This guide is intended to offer practitioners a framework for decision-making considering whether and how to conduct research on child marriage in humanitarian settings. Our focus is on the ethical conduct of research among female and male adolescents and young people (10–24) who are at risk of or have experienced child marriage and are living in challenging, low-resource and often insecure environments. The reasons for this focus are several:
While developing studies of child marriage in nine humanitarian settings over several years, we heard frequent and varied questions from study partners, not only about how to address the different ethical issues these studies presented—including their local contextual nuances—but also why informed consent matters, or what an Institutional Review Board (IRB) is and how to work with them. Based on our work on these studies, and our experience working with IRBs and dealing with research ethics in humanitarian settings over time, we hope to provide some guidance on these issues.
In our literature review on child marriage research, and drawing upon our more general knowledge of research in humanitarian settings, we found a variety of other documents describing methods and designs for research in humanitarian settings, and resources for activities such as study design, sample size calculations, data analysis and the like.
We provide links to many of these references and resources in the annexes, but do not otherwise describe them in detail.
In developing this guide, we wanted to provide a reasonably short and accessible set of considerations for practitioners as they explore practical questions about research on child marriage in humanitarian settings. Rather than try to provide comprehensive answers to all these questions, we felt that the ethical conduct of human subject research was foundational to the other questions and a necessary starting point for planning and discussions.
This guide is designed to help practitioners make decisions about whether or not human subject research on child marriage is needed in humanitarian settings, and, if it is needed, to help them examine the key concepts, elements and options that should be considered in conducting ethical research. We do not, however, attempt to prescribe concrete answers but rather to set out a framework for informed decision-making within specific contexts.

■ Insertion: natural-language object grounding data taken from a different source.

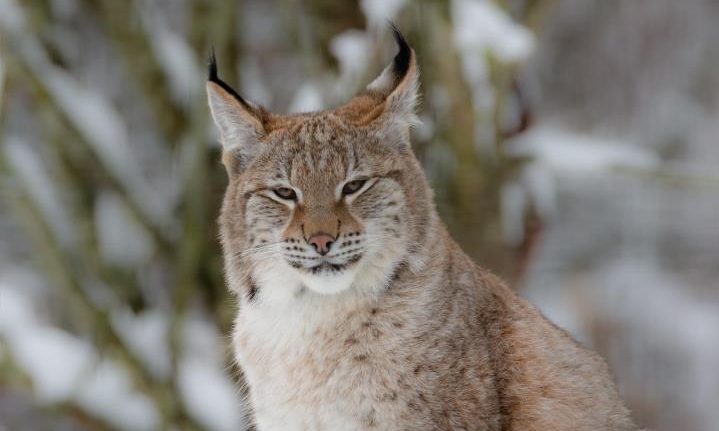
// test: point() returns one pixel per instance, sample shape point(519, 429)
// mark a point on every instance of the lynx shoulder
point(357, 310)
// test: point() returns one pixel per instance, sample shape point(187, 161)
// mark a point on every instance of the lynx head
point(332, 199)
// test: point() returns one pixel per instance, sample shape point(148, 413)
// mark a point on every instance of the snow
point(89, 111)
point(563, 151)
point(209, 395)
point(11, 16)
point(351, 49)
point(513, 201)
point(173, 52)
point(26, 163)
point(63, 367)
point(674, 326)
point(378, 12)
point(121, 240)
point(480, 26)
point(146, 335)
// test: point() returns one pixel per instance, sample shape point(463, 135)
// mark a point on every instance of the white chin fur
point(330, 283)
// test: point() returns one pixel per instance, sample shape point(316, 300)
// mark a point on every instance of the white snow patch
point(351, 49)
point(146, 335)
point(480, 26)
point(564, 151)
point(208, 393)
point(29, 168)
point(12, 18)
point(674, 328)
point(513, 201)
point(63, 367)
point(121, 239)
point(173, 52)
point(378, 12)
point(99, 123)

Furthermore, this guide is not intended as a training manual for practitioners on all aspects of study design, methodology, sampling strategies, instrument development or data analysis. There are a wide variety of well-regarded and detailed handbooks for this, and we provide references to many of them in the annexes.
While our studies were located in a range of geographical locations and humanitarian settings – including refugees, internally displaced people (IDPs) and affected host communities in Bangladesh, Djibouti, Egypt, Ethiopia, Lebanon, Myanmar, Nepal, northern Iraq and Yemen – we recognize that context is vital and do not suggest that these or any single set of guidelines would apply universally. It is our hope, however, that the approaches set out in the guide, and the examples from field experience, will provide a framework for examining local contexts and for making informed and ethical decisions about the research process.